Com esses encantos, a praia se internacionalizou, transformou-se no mais importante cartão-postal do Estado e passou a atrair o que há de melhor e pior na atividade do turismo. Pousadas bem equipadas para receber autoridades e qualquer pessoa em evidência da mídia se misturam com becos que somem em dunas, e onde se instalam os casebres, que antes se associavam tão-somente à vida rústica dos nativos, hoje despertam suspeitas da Polícia de serem locais de boca-de-fumo e ponto-de-vendas outras drogas. As batidas são raras, porque falta efetivo policial e, na dúvida, seus moradores não são incomodados pelas autoridades.
De lugar recatado e frequentado pelos amantes da paz e das belezas naturais, Jericoacoara viu suas restingas, presumidamente defendidas por lei federal, se mancharem de sangue. A guerra do tráfico de drogas deixou de ser algo comum aos grandes centros, para se enraizar num pedaço do litoral, a 330 quilômetros de Fortaleza.
Mazela
O promotor de Justiça da Comarca de Jijoca de Jericoacoara, Rodrigo Manso Damasceno, diz que o tráfico de drogas é hoje a maior mazela do lugar. O recente triplo assassinato, ocorrido em 19 de dezembro passado, em que a Polícia investiga os vestígios de luta pela demarcação de território, acendeu a luz vermelha de que o paraíso litorâneo é hoje disputado de modo caro e sangrento por conta do narcotráfico.
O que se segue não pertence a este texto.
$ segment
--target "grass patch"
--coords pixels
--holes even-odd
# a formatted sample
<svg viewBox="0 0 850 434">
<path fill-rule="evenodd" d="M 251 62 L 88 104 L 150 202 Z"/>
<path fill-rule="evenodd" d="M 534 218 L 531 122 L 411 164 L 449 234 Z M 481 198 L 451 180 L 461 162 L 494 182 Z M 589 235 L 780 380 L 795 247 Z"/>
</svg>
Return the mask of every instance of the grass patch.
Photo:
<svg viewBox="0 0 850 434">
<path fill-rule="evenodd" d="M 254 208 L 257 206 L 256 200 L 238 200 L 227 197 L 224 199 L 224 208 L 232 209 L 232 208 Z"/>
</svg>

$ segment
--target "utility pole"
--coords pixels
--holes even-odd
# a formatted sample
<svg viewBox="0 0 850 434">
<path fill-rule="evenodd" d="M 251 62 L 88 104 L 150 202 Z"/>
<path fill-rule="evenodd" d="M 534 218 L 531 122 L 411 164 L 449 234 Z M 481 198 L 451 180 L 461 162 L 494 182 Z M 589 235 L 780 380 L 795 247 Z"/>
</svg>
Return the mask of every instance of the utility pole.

“Não temos uma prostituição explícita, mas não é descartada, assim como não são tão sérios os crimes contra o patrimônio. No entanto, são ações que inevitavelmente se intensificarão se não combatermos o tráfico de drogas”, afirma Rodrigo.
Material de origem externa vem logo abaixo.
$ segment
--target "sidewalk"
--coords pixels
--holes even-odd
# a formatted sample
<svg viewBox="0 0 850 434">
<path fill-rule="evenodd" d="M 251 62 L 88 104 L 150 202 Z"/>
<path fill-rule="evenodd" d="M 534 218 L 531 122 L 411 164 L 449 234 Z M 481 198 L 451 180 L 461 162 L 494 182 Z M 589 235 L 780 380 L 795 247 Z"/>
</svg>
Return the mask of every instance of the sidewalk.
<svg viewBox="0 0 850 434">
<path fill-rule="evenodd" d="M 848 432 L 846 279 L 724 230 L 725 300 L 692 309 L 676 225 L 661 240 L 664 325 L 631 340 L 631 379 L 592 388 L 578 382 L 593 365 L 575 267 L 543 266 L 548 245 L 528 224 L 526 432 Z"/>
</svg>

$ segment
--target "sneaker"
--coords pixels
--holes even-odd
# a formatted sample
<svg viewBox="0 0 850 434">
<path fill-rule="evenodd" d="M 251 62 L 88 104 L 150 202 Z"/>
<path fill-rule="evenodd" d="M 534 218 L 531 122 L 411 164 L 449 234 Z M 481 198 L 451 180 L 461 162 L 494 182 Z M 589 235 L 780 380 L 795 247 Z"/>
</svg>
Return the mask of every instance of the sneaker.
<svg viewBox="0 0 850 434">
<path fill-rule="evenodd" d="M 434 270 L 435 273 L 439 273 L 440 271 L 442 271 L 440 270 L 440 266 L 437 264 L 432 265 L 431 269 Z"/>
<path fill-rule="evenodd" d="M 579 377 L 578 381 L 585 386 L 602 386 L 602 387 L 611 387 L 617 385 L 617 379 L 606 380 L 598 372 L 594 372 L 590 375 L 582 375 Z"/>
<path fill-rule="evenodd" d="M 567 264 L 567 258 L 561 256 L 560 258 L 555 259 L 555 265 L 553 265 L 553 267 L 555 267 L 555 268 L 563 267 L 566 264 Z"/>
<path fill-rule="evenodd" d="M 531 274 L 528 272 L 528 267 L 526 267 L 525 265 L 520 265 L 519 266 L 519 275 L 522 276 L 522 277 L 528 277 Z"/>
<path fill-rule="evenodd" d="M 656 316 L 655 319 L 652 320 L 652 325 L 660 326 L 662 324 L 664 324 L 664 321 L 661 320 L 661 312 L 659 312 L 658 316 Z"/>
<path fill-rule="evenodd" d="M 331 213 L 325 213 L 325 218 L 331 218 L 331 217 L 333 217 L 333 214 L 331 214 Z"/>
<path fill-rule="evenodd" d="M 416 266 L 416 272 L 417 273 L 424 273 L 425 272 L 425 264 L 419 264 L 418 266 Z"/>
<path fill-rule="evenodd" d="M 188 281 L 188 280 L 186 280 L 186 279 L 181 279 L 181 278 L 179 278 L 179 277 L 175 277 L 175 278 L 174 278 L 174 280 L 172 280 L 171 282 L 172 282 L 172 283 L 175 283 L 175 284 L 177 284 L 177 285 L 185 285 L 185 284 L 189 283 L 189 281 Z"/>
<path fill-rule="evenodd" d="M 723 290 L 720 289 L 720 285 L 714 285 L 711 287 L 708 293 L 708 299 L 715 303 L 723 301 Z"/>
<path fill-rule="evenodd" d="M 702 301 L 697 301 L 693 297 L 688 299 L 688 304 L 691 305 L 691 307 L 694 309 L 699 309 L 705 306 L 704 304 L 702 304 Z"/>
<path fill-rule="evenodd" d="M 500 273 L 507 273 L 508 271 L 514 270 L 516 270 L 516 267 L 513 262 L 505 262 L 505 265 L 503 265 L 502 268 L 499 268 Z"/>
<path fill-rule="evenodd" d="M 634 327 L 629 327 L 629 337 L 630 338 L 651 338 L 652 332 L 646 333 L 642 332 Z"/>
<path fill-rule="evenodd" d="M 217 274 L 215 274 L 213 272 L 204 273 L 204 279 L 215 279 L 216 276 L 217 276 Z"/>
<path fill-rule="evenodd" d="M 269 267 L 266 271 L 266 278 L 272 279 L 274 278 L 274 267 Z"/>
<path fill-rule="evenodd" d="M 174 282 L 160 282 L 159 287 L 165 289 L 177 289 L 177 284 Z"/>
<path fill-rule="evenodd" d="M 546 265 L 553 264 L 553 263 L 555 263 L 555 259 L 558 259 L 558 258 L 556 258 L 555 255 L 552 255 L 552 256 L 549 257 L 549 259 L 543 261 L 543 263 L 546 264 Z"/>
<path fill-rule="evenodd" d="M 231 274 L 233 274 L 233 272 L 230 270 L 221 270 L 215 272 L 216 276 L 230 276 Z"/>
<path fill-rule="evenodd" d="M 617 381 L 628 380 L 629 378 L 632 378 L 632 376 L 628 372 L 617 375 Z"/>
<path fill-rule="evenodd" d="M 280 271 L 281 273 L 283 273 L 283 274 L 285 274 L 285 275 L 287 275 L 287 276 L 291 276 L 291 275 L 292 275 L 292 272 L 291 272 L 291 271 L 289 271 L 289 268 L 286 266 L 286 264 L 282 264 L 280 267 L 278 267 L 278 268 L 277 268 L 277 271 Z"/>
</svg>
Aos 31 anos, carioca, Rodrigo sabe que o desafio de representar o Ministério Público em Jijoca de Jericoacoara está longe ser uma atividade tão pacata como o lugar já inspirou essa sensação no passado. Ele lembra que o trabalho fica comprometido a partir da falta de estrutura do Poder Judiciário, uma comarca que foi recentemente desmembrada de Cruz, e da Polícia Civil, que conta com uma delegada e um escrivão.
Ele assumiu o cargo em 7 de dezembro do ano passado. Imediatamente, defrontou-se com assassinatos, represálias entre grupos de traficantes e uma justiça atolada em mais de 1.700 processo em andamento e somente um juiz para atender, todas as demandas.
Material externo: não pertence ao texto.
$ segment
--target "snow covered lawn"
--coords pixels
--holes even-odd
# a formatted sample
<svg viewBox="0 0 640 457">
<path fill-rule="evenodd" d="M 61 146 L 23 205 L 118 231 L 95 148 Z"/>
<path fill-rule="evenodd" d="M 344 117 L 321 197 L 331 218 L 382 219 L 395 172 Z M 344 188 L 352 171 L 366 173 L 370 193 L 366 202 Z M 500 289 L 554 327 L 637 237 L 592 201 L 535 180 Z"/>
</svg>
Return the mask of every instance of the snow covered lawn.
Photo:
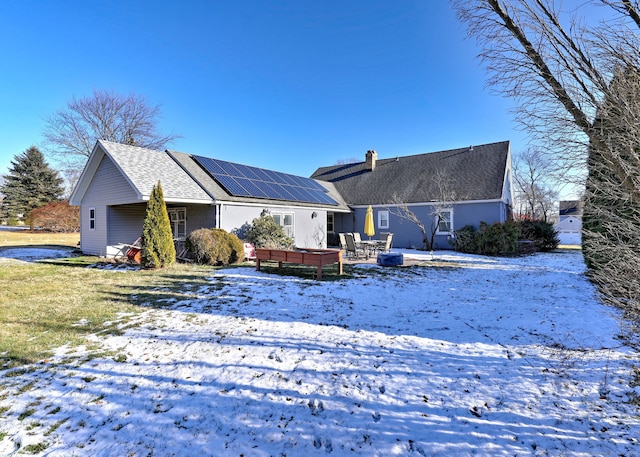
<svg viewBox="0 0 640 457">
<path fill-rule="evenodd" d="M 579 251 L 436 259 L 460 266 L 212 272 L 108 356 L 5 372 L 0 455 L 640 454 L 637 354 Z"/>
</svg>

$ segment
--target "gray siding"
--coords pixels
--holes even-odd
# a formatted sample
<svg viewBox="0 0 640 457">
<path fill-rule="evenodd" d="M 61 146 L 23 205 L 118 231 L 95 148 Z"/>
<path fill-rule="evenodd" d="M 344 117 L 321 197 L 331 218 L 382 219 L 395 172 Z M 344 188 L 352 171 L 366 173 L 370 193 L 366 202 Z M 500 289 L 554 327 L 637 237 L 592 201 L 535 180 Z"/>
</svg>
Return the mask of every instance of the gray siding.
<svg viewBox="0 0 640 457">
<path fill-rule="evenodd" d="M 253 219 L 260 217 L 264 209 L 272 213 L 294 214 L 293 238 L 297 247 L 327 246 L 327 212 L 318 208 L 224 204 L 220 208 L 220 228 L 233 232 L 245 224 L 251 224 Z M 316 214 L 315 217 L 312 217 L 313 213 Z"/>
<path fill-rule="evenodd" d="M 91 185 L 82 198 L 80 222 L 80 249 L 85 254 L 105 255 L 109 240 L 107 202 L 129 203 L 137 198 L 129 183 L 113 162 L 104 157 L 96 170 Z M 89 211 L 95 208 L 95 229 L 89 228 Z M 135 238 L 131 241 L 134 241 Z M 131 242 L 128 241 L 128 242 Z"/>
<path fill-rule="evenodd" d="M 167 208 L 186 208 L 187 235 L 201 228 L 216 227 L 216 207 L 213 205 L 180 205 L 170 204 Z"/>
<path fill-rule="evenodd" d="M 108 207 L 107 244 L 131 244 L 138 239 L 142 235 L 142 224 L 146 211 L 146 203 Z"/>
<path fill-rule="evenodd" d="M 409 206 L 409 209 L 418 216 L 424 223 L 429 236 L 431 221 L 434 220 L 433 208 L 429 205 Z M 378 227 L 378 212 L 389 211 L 389 228 Z M 373 238 L 379 238 L 380 232 L 393 233 L 393 246 L 396 248 L 422 248 L 422 232 L 418 226 L 396 214 L 393 207 L 376 207 L 373 209 L 376 234 Z M 355 208 L 353 214 L 340 215 L 336 217 L 336 232 L 360 232 L 364 235 L 364 218 L 366 208 Z M 506 220 L 505 205 L 503 202 L 483 202 L 456 204 L 453 206 L 453 229 L 458 230 L 466 225 L 478 227 L 480 222 L 493 224 L 494 222 L 504 222 Z M 436 249 L 451 249 L 449 237 L 447 235 L 436 235 L 434 247 Z"/>
</svg>

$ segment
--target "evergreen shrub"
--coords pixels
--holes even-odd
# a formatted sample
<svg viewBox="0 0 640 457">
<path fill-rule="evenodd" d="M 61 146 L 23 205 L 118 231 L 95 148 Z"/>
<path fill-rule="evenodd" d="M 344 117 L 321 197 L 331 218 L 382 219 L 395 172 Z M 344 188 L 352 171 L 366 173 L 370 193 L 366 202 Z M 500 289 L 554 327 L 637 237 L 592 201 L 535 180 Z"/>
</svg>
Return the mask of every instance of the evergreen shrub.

Eis porque, conforme ressalta Rodrigo, se mantém uma fiscalização frouxa na atuação dos conselhos tutelares. A falta de um juizado de menores não permite que se faça esse acompanhamento e daí se verifica a livre presença de meninos e meninas, com idade inferior a 18 ano, frequentando noitadas em boates e casas de forró.
Juliana tem 14 anos e mora em Cruz. Ela diz que não é natural se deslocar de seu município para desfrutar o fim de semana de Jericoacoara. Com um grupo de amigos, se sentem protegidos e distantes da batalha violenta travada por traficantes, ciosos em manter o rico território ocupado por viciados com alto poder aquisitivo.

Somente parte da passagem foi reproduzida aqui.